I think that anyone who would not notice the difference between a spun tube of blood with a 5g Hgb and one with 16g probably should not be doing crossmatches. A discrepancy like that should always be questioned and resolved before any blood is issued, let alone 4 units. Our separate BB bands are invaluable when patients come into ED without any identification, sometimes in groups. It may be true that different manufacturers use the same resources for antisera. However few techs realize that, and are more likely to do that retype than if it was just a repeat with the same reagent. We usually have only one tech working in the BB, so repeat by another tech is not an option. I agree that this does not solve the problem of patient misidentification, and am still searching for alternatives.

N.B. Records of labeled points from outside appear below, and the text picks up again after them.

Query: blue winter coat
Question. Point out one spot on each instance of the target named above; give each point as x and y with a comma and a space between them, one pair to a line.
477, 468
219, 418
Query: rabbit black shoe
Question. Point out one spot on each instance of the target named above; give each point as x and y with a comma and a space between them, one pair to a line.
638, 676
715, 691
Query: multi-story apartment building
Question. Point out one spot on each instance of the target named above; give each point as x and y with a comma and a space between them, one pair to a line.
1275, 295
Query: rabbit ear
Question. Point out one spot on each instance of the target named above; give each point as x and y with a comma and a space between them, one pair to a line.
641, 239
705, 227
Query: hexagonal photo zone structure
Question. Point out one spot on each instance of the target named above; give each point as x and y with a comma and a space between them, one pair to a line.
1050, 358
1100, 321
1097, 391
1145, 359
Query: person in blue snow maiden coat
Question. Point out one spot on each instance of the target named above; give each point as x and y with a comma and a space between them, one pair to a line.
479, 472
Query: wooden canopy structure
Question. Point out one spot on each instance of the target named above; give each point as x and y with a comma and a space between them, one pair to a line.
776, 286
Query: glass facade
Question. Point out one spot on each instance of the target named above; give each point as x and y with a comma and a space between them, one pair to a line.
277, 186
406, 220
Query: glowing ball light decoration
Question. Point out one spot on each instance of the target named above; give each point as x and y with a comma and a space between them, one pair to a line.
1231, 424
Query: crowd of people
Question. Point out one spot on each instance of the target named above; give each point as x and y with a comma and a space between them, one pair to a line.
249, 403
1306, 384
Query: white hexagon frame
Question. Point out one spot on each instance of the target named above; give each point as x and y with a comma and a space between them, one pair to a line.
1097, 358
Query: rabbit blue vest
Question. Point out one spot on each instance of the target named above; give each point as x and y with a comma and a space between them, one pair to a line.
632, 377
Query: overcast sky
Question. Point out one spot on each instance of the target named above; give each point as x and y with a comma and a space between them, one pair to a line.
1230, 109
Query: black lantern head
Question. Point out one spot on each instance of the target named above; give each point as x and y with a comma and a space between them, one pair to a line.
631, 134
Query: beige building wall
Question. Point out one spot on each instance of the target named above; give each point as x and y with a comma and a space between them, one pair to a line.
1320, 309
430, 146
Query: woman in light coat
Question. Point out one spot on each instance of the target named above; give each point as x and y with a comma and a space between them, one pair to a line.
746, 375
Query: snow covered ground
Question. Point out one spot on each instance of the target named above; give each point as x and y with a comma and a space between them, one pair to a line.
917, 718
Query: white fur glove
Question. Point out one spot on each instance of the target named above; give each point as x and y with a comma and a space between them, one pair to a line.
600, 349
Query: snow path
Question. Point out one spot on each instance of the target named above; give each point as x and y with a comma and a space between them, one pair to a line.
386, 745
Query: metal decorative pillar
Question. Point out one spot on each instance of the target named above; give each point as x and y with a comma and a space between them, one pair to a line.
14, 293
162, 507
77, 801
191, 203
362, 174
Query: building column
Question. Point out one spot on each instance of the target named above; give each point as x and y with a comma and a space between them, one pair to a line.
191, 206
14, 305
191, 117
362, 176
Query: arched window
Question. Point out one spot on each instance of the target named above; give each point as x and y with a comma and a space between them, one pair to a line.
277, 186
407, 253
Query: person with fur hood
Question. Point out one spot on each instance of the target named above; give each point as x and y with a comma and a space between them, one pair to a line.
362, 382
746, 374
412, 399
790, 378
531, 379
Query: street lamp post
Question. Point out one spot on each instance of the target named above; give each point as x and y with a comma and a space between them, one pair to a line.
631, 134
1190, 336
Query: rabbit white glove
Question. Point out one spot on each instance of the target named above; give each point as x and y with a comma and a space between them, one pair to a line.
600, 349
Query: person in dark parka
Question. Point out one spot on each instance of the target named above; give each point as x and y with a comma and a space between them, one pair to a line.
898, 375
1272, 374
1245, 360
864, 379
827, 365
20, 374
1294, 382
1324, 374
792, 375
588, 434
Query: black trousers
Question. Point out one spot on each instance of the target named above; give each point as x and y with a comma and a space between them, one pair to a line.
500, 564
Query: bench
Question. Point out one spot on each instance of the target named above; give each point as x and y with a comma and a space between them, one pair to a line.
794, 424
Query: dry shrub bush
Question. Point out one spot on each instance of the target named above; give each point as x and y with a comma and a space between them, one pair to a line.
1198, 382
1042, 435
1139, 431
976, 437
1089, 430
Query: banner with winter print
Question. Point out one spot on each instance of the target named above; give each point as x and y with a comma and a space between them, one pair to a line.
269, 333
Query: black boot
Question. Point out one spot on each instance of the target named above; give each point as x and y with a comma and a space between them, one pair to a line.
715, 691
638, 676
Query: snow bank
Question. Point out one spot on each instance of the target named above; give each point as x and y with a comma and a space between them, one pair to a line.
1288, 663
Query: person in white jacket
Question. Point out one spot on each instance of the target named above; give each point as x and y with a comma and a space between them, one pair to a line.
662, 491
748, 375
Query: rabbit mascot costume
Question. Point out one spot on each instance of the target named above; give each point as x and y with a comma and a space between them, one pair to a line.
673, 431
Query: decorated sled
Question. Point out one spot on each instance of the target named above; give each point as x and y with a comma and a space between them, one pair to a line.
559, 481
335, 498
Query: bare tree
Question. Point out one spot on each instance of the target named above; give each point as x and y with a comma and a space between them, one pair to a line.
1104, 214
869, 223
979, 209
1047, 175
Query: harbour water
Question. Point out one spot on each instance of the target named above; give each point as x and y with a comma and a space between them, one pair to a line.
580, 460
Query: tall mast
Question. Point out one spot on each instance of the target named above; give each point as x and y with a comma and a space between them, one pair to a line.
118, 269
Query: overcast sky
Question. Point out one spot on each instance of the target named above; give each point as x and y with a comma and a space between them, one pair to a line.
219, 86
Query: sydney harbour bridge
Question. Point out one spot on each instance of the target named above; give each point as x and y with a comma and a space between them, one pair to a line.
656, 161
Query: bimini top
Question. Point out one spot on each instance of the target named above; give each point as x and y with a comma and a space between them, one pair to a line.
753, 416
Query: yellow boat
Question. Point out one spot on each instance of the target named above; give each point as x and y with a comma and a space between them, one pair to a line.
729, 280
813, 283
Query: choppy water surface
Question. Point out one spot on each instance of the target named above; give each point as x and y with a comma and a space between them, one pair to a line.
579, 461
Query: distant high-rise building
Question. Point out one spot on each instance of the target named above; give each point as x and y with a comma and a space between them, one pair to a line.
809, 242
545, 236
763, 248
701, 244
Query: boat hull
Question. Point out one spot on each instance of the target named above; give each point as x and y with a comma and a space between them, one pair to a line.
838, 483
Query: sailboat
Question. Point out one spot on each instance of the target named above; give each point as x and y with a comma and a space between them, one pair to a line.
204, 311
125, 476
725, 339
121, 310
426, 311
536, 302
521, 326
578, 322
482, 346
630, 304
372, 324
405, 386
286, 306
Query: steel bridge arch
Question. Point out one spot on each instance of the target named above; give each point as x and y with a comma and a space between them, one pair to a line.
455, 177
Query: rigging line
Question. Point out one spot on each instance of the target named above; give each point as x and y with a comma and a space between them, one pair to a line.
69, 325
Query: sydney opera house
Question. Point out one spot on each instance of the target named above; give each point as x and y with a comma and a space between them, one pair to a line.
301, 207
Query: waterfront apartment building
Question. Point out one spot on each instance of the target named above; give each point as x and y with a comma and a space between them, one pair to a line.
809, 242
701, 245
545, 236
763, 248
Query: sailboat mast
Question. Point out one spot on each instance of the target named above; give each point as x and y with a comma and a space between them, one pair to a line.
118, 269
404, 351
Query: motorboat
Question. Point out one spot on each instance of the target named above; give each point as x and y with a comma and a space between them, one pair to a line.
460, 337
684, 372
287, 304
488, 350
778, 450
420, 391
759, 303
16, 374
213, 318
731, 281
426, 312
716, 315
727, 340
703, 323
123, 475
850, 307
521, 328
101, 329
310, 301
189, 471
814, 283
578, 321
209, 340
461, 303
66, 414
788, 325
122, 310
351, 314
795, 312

Has anyone had a successful CAP inspection since they added the new question TRM.30550 about misidentification of pre-transfusion samples? We have always put a BB specific bracelet on each patient when a sample is collected and the bracelet's number goes on the sample tube along with all the usual data. If the patient is not in our file, we have been retyping that sample with reagents from an alternate supplier, ie. Immucor vs Ortho. The nurses then must compare the number on the BB bracelet with the same number on the unit tag before beginning the transfusion. I wonder if our BB bracelets would satisfy CAP's reference to a "mechanical barrier". Does anyone have other suggestions, and have any been approved by CAP so far? We have considered using the "Bloodloc" bag made by Novatek, but worry that nurses would just cut it off if they had trouble opening it. Thanks for any good thoughts.